Generation and purification. A schematic diagram of H6 virus-like particle (VLP) construction and expression. (A) A schematic diagram of H6 VLP construction and expression. The recombinant plasmid carrying the hemagglutinin (HA) and matrix protein 1 (M1) genes derived from the H6 avian influenza virus (AIV) was transposed onto the bacmid DNA. (B) VLPs that assembled HA and M1 proteins were harvested in the rBac-H6M1-infected Sf21 culture supernatant. (C) The H6 VLPs were purified through sucrose density gradient centrifugation. (D) The hemagglutination activity of purified VLPs was verified with the HA test. (E) The expression of the HA and M1 proteins on the VLPs was analyzed using SDS-PAGE and validated by Western blot using the antiserum directed against H6 AIVs.

Figure 2

Characterization of H6 VLPs. (A) The size and surface zeta potential of H6 VLPs and native virions were measured using NanoSight. (B) The H6 VLPs and native virions were imaged using TEM under negative staining and immunogold staining using the H6/HA monoclonal antibody. Bar = 100 nm.

Figure 3

The immunogenicity of H6 VLPs with ISA 71 VG in a chicken model. (A) Specific-pathogen-free (SPF) chickens were prime-boost vaccinated on Days 0 and 21 with PBS, VLPs alone, or VLPs with commercial adjuvant ISA 71 VG, and blood samples were collected. H6N1 AIV-specific IgG titers were analyzed by ELISA on day 21. (B) H6N1 AIV-specific IgG titers were analyzed by ELISA on day 56. (C) H6N1 AIV-specific HI titers were analyzed by a HI test. Error bars represent the means ± S.D. The horizontal dotted lines mark the detection limit for the antibody titer. Serum IgG titers among groups were compared using one-way ANOVA followed by Dunnett’s multiple-comparison test.
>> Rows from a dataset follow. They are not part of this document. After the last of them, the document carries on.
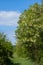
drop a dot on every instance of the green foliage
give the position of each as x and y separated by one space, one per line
6 50
29 33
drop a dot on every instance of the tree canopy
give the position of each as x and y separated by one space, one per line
29 33
5 50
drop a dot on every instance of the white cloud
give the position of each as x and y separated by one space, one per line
9 18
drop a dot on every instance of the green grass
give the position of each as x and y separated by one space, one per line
23 61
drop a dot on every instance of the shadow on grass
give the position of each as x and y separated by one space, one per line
17 64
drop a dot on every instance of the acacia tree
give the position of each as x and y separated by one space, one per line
29 32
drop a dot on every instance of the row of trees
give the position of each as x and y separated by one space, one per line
29 34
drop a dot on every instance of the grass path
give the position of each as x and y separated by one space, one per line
22 61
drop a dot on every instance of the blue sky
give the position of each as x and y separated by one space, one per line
10 11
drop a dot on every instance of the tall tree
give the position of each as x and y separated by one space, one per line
29 32
5 50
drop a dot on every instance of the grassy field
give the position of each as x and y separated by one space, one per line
22 61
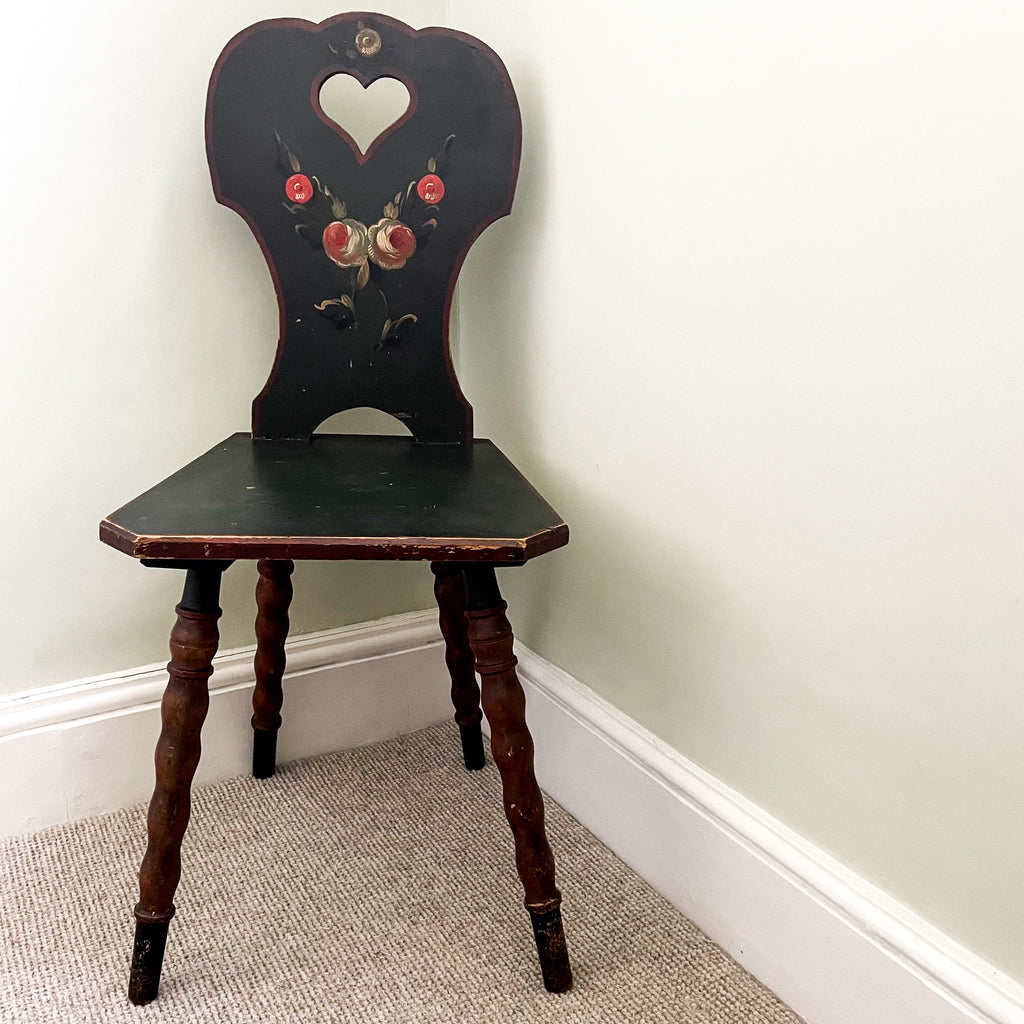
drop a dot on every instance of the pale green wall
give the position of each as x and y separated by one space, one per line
139 321
761 341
The HI titers among vaccination groups and the control group were compared using two-way ANOVA followed by Tukey’s multiple-comparison test, and the differences between the VLP alone and ISA 71 VG-adjuvanted groups are shown (* p < 0.05; ** p < 0.01; *** p < 0.001; **** p < 0.0001).

Figure 4

HI titers against the H6N1 human isolate and drifted avian H6N1 isolates. Cross-reactive antibody titers against the H6N1 human isolate and drifted avian H6N1 isolates from the VLP plus ISA 71 VG adjuvant vaccinated chickens were analyzed at 35 days post immunization (dpi) and 77 dpi using a HI test. Error bars represent the means ± S.D. The horizontal dotted lines mark the detection limit for the antibody titer. The horizontal dotted line marks the detection limit for viral copies. Titers among groups were compared by one-way ANOVA followed by Tukey’s multiple-comparison test. ns: non-significant.

Figure 5

The protective efficacy of H6 VLPs in a chicken model. (A) The vaccine immunization and virus challenge schedule in chickens. Three weeks after the booster immunization, chickens were intranasally challenged with 10⁶ 50% egg-infective dose (EID₅₀) H6 AIV. (B) Viral RNA in tears at 4 dpc was analyzed by RT-qPCR. Error bars represent the means ± S.D. The horizontal dotted line marks the detection limit for viral copies. Viral copies among groups were compared by one-way ANOVA followed by Tukey’s multiple-comparison test.